I don't really care much about baseball these days. Football, hockey, and English soccer are my sports. But I once did love baseball, and the Yanks were my team. They weren't very good then, though -- the period of my childhood which coincided with my baseball obsession was that dead zone after Reggie, and before Jeter. These were the Rick Cerone Yanks -- the Yanks who routinely finished 3rd or 4th in the AL East.
I really don't know why I fell out of love with baseball. It wasn't the strike, although I suppose the strike might have been the last straw. I think that it may have had something to do with the fact that Buffalo didn't have a team. As much as I loved the Yanks, and listened to every game, they couldn't compete for my affections with the Bills and Sabres. Everyone I knew cared intimately about the Sabres and Bills, especially as the Bills began to put together that great, but ultimately doomed, team of the early '90s. The Yanks began to seem farther and farther away, and as my passion toward the Yanks waned, so did my feelings about baseball itself.
Yet in spite of my lukewarm attachment to the game, I've enjoyed this long Yankee boom. You see, the Yanks are the one place in my life that I get to be a winner. I'm a Democrat, and a New Deal, big-gummint labor Democrat at that -- meaning that I'm a shrinking minority in a minority party. I'm a unionist in an era when labor is on its heels. I'm from a dying rust belt town with a permanently mediocre hockey team and -- in the Bills -- one of the most tragic teams in American sports. (Four Super Bowl losses. IN A ROW.) The soccer team that I love is in a seemingly inexorable slide toward oblivion. So when the Yanks win World Series after World Series, even though it doesn't mean nearly as much to me as even a Bills divisional playoff win, I cherish the feeling of winning. It's a silly way to get validation, but sports are like that. Anyway, as Woody Allen once said, the best part about knowing that God doesn't exist is that you know that the Knicks' games matter as much as anything else.
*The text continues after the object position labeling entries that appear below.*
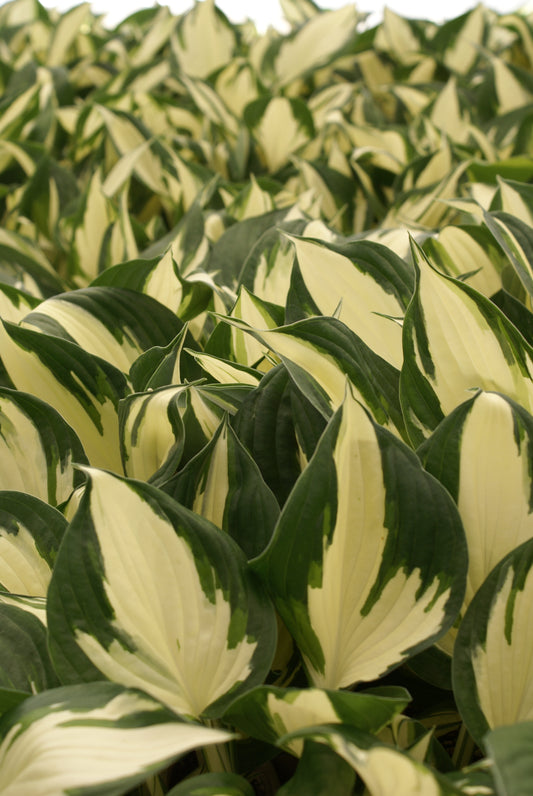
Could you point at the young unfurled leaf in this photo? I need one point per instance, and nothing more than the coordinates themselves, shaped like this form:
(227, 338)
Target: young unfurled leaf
(151, 432)
(223, 484)
(316, 43)
(94, 738)
(269, 713)
(516, 239)
(367, 564)
(25, 664)
(320, 353)
(509, 748)
(456, 340)
(84, 389)
(365, 282)
(213, 785)
(108, 322)
(482, 454)
(148, 594)
(493, 655)
(382, 768)
(30, 535)
(37, 448)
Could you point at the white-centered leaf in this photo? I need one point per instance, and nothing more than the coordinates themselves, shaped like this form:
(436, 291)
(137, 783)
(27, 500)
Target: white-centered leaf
(489, 477)
(150, 595)
(84, 389)
(96, 737)
(360, 594)
(493, 654)
(456, 340)
(37, 448)
(30, 534)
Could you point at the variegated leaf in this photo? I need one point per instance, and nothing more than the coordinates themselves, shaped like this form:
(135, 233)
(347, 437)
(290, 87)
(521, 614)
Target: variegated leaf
(223, 484)
(37, 448)
(30, 535)
(516, 239)
(320, 353)
(94, 738)
(151, 432)
(482, 454)
(269, 713)
(148, 594)
(456, 340)
(84, 389)
(367, 564)
(108, 322)
(368, 288)
(492, 663)
(213, 785)
(25, 665)
(382, 768)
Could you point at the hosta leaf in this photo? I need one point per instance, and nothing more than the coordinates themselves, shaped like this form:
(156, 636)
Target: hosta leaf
(92, 738)
(468, 253)
(267, 115)
(509, 749)
(30, 534)
(516, 239)
(151, 431)
(232, 248)
(156, 277)
(37, 448)
(269, 713)
(84, 389)
(205, 40)
(320, 353)
(267, 270)
(320, 771)
(316, 43)
(382, 768)
(159, 366)
(108, 322)
(25, 267)
(488, 476)
(223, 484)
(226, 372)
(456, 340)
(265, 424)
(213, 785)
(491, 669)
(381, 572)
(15, 304)
(247, 350)
(366, 282)
(149, 594)
(25, 664)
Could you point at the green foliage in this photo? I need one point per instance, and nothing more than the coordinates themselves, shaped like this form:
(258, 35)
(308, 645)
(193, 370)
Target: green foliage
(266, 398)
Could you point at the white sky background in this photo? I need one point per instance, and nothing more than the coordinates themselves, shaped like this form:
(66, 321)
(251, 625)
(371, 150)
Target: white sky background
(268, 12)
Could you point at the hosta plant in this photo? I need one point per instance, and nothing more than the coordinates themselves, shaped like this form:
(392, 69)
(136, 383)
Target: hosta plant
(266, 403)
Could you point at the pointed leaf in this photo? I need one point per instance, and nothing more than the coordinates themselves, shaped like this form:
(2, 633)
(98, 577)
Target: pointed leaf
(94, 738)
(492, 664)
(456, 340)
(37, 448)
(269, 713)
(489, 476)
(320, 353)
(149, 594)
(30, 535)
(374, 582)
(224, 485)
(108, 322)
(84, 389)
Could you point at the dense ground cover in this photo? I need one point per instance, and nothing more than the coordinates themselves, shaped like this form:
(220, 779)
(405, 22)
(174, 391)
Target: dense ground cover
(265, 408)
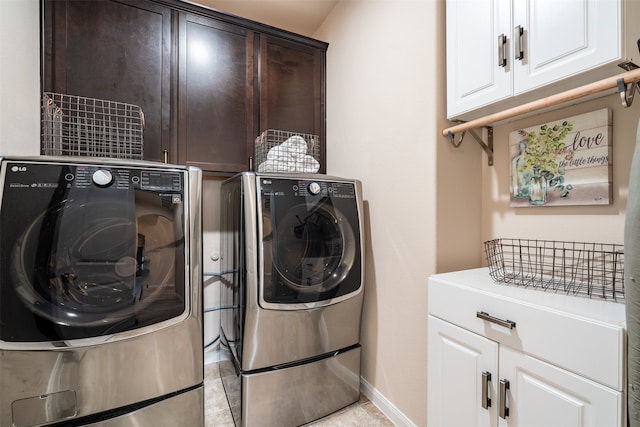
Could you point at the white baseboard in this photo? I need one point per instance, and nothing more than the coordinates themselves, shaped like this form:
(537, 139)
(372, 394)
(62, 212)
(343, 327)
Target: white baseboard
(385, 406)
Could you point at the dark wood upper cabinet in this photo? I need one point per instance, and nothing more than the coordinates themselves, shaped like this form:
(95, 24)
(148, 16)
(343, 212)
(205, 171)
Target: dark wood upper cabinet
(118, 51)
(292, 87)
(216, 94)
(208, 83)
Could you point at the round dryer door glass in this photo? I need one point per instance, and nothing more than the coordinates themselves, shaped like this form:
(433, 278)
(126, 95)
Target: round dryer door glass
(315, 248)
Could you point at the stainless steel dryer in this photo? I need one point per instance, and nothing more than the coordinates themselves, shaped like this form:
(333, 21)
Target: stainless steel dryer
(293, 261)
(100, 304)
So I want the Yanks to win, which requires that the BoSox lose. But more importantly, I actually want the Sox to lose. I want them to lose because whether they know it or not, Sox fans cherish losing. It's what defines them. It's a culture of loserdom. The White Sox aren't the same -- they actually want to win. They don't wallow in the misery. Same with Bills fans. Even the Cubbie fans, I think, want to win. They're fatalistic -- but I don't think they're as twistedly gleeful about their fate as Beantown. If they won tonight, and then beat the Marlins, they'd have finally won -- but then there would be no difference between them and, say, the Tigers -- another grand old team with a couple of wins along the way. I want the Sox to lose for the sake of their own fans. Because if you win, you lose your entire history. Buckner no longer matters. "Bucky Dent" is no longer a dirty word. If you win, you're just like everyone else. And that's no fun. You've got the Bruins, Celtics, and Pats if you want to win. The Sox should be an inviolate preserve of failure.